How is Kyrgyzstan benefiting from tourism?

It is good, for example, that in rural areas, young people and even kids start learning foreign languages now and it is a great employment opportunity – especially for women. The people profiting from receiving tourists are usually not that rich and they don’t really go on vacations or meet many foreign people. But talking to foreigners or even hosting them means having some diversion from the daily routine. And, as mentioned before, from the gender point of view it is also very important. Another positive impact is, that tourism creates income and it not only helps the tour service providers but also the food providers, the restaurants or the transport companies and many more. On the negative side, most of our offerings are built around visiting fragile ecosystems. Our country’s main assets are the nature attractions, so we need to think about avoiding mass tourism and offering more niche tourism, attracting those who can spend more with less environmental pressure.

So how would you define the exact target group and how do tour operators profit from the “Travelife Partner” certification?

Based on statistics, the people that come to Kyrgyzstan are usually between the ages of 18 to 56, which is a very broad range.

Our promotion is supposed to encourage both group and individual tourism. Looking at reports, we see that people nowadays are more aware of having a positive impact on the communities they visit and reducing the carbon footprint of their travels. In parallel, the booking platforms are prioritizing providers that have sustainable approaches and are certified by a recognized platform. It is a selling point, and that is what we are trying to explain to the tour operators: they just need to invest a bit of time and resources, and then they will see the benefits.

Are the companies being controlled once they have the Travelife certificate?

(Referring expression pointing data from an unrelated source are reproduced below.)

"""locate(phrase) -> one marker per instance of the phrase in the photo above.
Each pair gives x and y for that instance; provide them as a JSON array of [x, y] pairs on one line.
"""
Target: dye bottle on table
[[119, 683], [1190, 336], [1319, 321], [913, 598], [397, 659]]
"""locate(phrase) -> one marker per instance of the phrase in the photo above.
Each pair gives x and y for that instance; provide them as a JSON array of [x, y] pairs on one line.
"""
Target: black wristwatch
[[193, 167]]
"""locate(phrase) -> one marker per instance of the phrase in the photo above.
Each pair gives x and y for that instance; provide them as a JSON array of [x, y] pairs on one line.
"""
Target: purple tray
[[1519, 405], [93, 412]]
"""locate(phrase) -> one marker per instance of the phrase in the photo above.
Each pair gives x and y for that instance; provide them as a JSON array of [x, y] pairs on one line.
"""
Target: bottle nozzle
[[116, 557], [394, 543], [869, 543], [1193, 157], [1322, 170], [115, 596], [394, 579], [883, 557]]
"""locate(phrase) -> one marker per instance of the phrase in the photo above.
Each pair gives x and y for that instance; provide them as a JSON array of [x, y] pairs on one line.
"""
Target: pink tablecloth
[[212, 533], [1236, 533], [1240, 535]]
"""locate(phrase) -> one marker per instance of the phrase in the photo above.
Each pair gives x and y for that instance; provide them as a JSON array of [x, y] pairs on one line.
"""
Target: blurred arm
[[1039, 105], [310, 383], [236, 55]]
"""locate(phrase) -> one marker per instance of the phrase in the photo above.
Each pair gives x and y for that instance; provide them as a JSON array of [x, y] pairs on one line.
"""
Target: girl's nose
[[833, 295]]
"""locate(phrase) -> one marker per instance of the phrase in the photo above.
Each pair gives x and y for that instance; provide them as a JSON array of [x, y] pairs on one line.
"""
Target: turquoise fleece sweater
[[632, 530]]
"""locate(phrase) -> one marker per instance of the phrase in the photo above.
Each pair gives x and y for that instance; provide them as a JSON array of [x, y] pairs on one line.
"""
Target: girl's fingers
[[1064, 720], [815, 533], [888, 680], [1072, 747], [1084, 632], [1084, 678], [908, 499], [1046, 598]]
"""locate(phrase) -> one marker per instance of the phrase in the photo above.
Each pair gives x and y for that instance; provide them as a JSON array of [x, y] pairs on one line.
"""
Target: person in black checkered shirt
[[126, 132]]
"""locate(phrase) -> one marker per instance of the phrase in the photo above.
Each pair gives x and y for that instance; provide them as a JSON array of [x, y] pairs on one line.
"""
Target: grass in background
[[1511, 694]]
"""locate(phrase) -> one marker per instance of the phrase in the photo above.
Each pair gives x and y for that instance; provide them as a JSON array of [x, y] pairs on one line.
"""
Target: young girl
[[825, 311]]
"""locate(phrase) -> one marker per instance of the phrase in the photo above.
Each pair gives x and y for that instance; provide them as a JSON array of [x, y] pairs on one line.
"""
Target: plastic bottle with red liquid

We do a baseline survey with the companies that are going through the programmes in order to see how they apply all the steps they have learned.

And once, we did a test tour with one of them. We piloted a reduced carbon footprint tour with a group from Slovakia and we worked with the provider to integrate such elements as avoiding single-use plastic, collecting the garbage in the mountains, supporting the women cooperative through buying their products for tourists, minimizing imported food products in the menu, etc. Change doesn’t happen overnight, but at least people start thinking about it. Companies and providers shouldn’t look at implementing sustainable approaches and practices as a waste of money but as an investment.